Mr. Biden is miffed in particular that companies are returning cash to shareholders rather
than increasing supply. “You should be using
these record-breaking profits to increase production and refining,” he said this month. But
the progressive climate lobby and his own Administration’s climate policies have been urging
the opposite.
Exxon Mobil lost a board proxy fight in 2021
after large public pension funds and asset managers criticized it for investing too much in oil
and generating too little profit. Exxon and its
board need to assess “the possibility that demand for fossil fuels may decline rapidly in the
coming decades,” BlackRock said.
The International Energy Agency warned
only last week that “no one should imagine that
Russia’s invasion can justify a wave of new oil
and gas infrastructure in a world that wants to
reach net zero [greenhouse-gas] emissions by
2050.” It added that “any new
projects would face major
commercial risks” that may
result in failing “to recover
their upfront cost.”
No wonder oil companies
are returning cash to shareholders rather than make investments in production that take decades to pay off. U.S. shale
drilling can produce returns more quickly. But
rather than drill more wells, many producers
are shrinking their inventory of “drilled but uncompleted” wells.

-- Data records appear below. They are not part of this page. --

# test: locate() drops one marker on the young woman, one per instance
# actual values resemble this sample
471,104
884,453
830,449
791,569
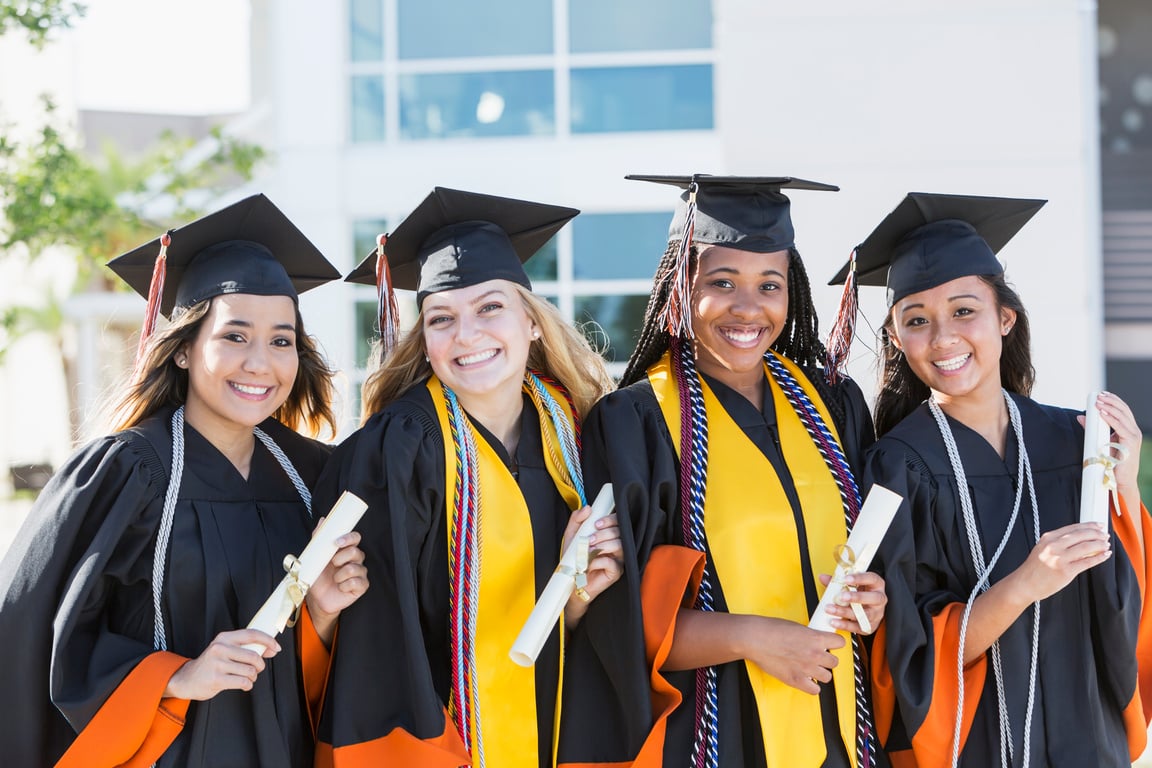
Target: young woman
727,439
469,459
1013,630
127,591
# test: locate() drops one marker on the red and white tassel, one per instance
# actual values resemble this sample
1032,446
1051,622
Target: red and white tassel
843,329
387,311
154,295
677,313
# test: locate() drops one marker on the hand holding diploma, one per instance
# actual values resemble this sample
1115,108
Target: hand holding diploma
583,554
851,576
282,606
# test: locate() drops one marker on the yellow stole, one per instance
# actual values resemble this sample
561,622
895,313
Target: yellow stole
502,691
755,548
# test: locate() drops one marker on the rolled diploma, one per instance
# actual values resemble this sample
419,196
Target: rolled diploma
872,523
1093,492
273,615
546,613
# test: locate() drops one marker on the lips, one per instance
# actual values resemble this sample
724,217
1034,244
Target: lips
953,363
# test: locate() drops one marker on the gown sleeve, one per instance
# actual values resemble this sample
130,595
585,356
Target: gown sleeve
78,544
613,684
915,651
384,702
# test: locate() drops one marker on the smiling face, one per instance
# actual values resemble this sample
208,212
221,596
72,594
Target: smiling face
953,337
242,364
740,305
477,339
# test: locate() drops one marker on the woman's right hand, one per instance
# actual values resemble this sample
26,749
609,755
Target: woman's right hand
1060,556
224,666
793,653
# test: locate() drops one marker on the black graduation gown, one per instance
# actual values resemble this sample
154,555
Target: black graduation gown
391,664
1086,673
627,442
76,593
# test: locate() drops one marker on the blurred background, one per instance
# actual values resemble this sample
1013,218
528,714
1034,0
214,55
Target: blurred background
122,118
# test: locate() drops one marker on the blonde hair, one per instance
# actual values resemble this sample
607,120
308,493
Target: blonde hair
561,352
157,381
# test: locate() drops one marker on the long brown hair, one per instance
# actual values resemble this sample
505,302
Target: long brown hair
561,352
158,382
901,392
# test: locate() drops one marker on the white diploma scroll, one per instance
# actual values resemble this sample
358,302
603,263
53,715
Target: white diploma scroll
546,613
286,599
856,555
1098,477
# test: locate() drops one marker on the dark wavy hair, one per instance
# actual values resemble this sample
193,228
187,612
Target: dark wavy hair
901,392
798,340
158,381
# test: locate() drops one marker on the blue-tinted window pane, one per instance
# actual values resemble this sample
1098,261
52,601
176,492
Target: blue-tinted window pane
368,108
476,104
364,234
449,29
642,98
365,30
619,317
639,24
618,245
543,265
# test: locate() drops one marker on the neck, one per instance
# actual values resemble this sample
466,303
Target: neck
236,441
499,412
986,415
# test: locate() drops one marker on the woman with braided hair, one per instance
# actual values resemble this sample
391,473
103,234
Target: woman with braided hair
732,458
1016,633
469,461
124,598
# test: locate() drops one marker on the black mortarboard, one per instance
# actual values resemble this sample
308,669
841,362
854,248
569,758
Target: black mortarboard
745,212
245,248
456,238
929,240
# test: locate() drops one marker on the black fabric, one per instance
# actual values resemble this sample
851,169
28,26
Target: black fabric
249,246
393,656
627,442
76,597
1088,630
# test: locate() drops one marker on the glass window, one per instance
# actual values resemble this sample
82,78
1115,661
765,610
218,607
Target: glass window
543,264
476,104
597,25
618,245
368,108
619,319
642,98
365,30
449,29
364,234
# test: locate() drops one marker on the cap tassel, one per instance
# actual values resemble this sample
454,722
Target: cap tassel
677,312
154,295
387,311
843,329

The Energy Information Administration reported last week that the number of these wells
fell to the lowest since December 2013, which
means production will eventually taper off even
in the prolific Permian Basin. Permitting challenges impede new drilling, as does limited
pipeline capacity to move natural gas produced
alongside oil.
Large asset managers are also pressuring oil
giants to maintain “capital discipline”—i.e.,
spend less on production. Private U.S. oil companies added 47 drilling rigs in the third quarter while public firms added only one. Climate
lobbyists want companies to return profits to
shareholders or invest in green energy.
Continental Resources founder Harold
Hamm said this month he is taking his company
private to have the “freedom to explore.” “We
have all felt the limits of being publicly held
over the last few years, and in such a time as
this, when the world desperately needs what we
produce, I have never been more optimistic,”
Mr. Hamm wrote to employees.
Mr. Biden and fellow Democrats simply refuse to understand the economic consequences
of their assault on American fossil fuels. They
have come to believe that climate is a crisis and
that banishing oil and gas is urgent. But that
means higher prices, which they now blame on
the very companies they want to go out of business. Economic logic won’t persuade them, but
maybe a rout at the ballot box will.